Vandana Shiva is like the queen of agroecology. I agree with some of the other reviewers in that the book was a little repetitive but I enjoyed the examples and economic details she outlines. Everyone should know about the state of the current food system and the damage it is doing. She uses strong language and describes in definitive terms the unsustainable nature of industrial agriculture. If I were a first-time reader on these topics, I would probably go for something a little more palatable and colloquially-written.
A thought-provoking book, quite literally about who REALLY feeds the world. This book feels like an overview type read and doesn’t get too specific but it offers up some good reminders about why concepts like agroecology and food sovereignty are so important. We think industrial ag feeds the world and is the answer to our hunger problems but it just isn’t true. This books makes a strong case for that. For anyone who loves food, particularly small-scale, locally-produced food, this is certainly worth a read.
I was hoping to learn more about biodiversity, agroecology, and small-scale farming but the repetitive nature of the writing made it very difficult to concentrate. (I hope never to see the word paradigm again). If I read this broken up, an essay here and there, I think I would have learned more.
Quick thoughts: The history of pesticides was enlightening, save the bees and butterflies, co-create and co-produce my garden with nature.

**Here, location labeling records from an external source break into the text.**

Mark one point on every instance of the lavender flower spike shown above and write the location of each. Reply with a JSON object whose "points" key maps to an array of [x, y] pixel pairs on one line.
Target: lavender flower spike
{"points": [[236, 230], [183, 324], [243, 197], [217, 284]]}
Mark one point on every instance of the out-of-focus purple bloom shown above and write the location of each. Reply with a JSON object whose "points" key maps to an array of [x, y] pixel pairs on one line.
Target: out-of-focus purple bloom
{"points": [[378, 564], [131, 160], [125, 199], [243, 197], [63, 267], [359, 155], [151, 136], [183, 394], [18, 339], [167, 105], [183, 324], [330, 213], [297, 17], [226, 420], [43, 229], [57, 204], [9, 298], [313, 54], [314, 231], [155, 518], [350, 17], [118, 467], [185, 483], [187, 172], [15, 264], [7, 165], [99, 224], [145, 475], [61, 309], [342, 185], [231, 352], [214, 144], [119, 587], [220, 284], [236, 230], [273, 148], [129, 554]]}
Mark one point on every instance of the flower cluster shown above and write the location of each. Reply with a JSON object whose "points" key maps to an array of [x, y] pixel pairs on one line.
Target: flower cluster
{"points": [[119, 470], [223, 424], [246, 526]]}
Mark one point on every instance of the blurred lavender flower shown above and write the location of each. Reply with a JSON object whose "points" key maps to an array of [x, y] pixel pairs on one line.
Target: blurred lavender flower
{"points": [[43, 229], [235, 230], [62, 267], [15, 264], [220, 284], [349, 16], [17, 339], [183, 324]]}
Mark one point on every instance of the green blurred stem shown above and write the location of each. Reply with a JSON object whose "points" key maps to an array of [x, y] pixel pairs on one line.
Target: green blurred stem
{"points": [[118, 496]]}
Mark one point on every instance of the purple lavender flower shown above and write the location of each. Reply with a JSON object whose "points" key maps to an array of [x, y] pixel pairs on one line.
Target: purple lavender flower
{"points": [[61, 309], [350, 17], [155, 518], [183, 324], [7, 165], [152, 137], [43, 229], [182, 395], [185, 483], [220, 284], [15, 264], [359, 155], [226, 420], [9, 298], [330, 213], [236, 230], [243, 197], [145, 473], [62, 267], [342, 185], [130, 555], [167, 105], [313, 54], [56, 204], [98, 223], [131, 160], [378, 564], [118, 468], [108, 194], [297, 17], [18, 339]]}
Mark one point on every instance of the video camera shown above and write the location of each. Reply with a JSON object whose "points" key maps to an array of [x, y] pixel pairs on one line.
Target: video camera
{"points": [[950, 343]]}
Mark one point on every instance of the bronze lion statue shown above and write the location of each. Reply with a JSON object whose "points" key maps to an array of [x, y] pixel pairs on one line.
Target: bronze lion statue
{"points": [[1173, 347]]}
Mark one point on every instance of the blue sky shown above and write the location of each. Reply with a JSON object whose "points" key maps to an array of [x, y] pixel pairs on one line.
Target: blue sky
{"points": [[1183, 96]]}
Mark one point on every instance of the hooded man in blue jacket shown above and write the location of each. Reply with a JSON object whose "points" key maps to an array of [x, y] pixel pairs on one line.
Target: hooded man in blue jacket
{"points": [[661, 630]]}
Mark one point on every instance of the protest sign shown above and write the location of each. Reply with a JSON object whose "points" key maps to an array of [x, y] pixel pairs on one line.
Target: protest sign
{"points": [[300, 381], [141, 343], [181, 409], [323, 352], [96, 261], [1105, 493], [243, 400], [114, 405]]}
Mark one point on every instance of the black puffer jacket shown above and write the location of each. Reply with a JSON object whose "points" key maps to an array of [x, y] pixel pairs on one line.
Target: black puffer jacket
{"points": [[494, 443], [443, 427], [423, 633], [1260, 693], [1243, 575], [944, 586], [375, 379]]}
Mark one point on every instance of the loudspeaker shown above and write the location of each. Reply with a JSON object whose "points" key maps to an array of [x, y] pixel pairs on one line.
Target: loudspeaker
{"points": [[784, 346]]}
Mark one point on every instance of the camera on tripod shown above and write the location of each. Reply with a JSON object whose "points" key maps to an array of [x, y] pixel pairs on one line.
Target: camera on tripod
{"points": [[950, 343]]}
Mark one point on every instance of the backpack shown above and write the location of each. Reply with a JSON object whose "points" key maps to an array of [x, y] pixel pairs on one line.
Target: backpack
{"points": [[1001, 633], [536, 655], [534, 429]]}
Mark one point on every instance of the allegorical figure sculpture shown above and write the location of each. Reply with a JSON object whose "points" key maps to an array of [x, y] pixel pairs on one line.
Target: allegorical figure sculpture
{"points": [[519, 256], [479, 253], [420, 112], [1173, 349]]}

My favorite essay was the last one. So often people point out problems, but they rarely provide avenues towards change.
This book is insightful in bringing to light the fact that the food we consume is chemical-filled and controlled by few conglomerates. It's also great to see alternative ways we can grow cheap, healthy food.
It may be that I'm used to a particular style of writing from my fictional books, because the style of language used here felt less descriptive with an air of danger ⚡ (I called it 'conspiracy talk). Nonetheless 4/5
I feel like this book takes a rudimentary and extremist approach on a more nuanced topic whose solution lies in a grey area. There is a lot of chemo-phobia spread throughout this book with an anti-technology rhetoric. Yes, there are potential problems and risks with chemical inputs but it really depends on your system as a whole. That being said, there are some good points scattered throughout, but a lot of repetitiveness and statements that aren’t properly backed up.
This is a brutally honest book about the damage that agribusiness has caused to our diet, our communities and the ecosystem. The author makes very strong arguments on why it is absolutely necessary that as societies we return (to the point that it is possible) to growing our own food instead of relying on large multinational corporations.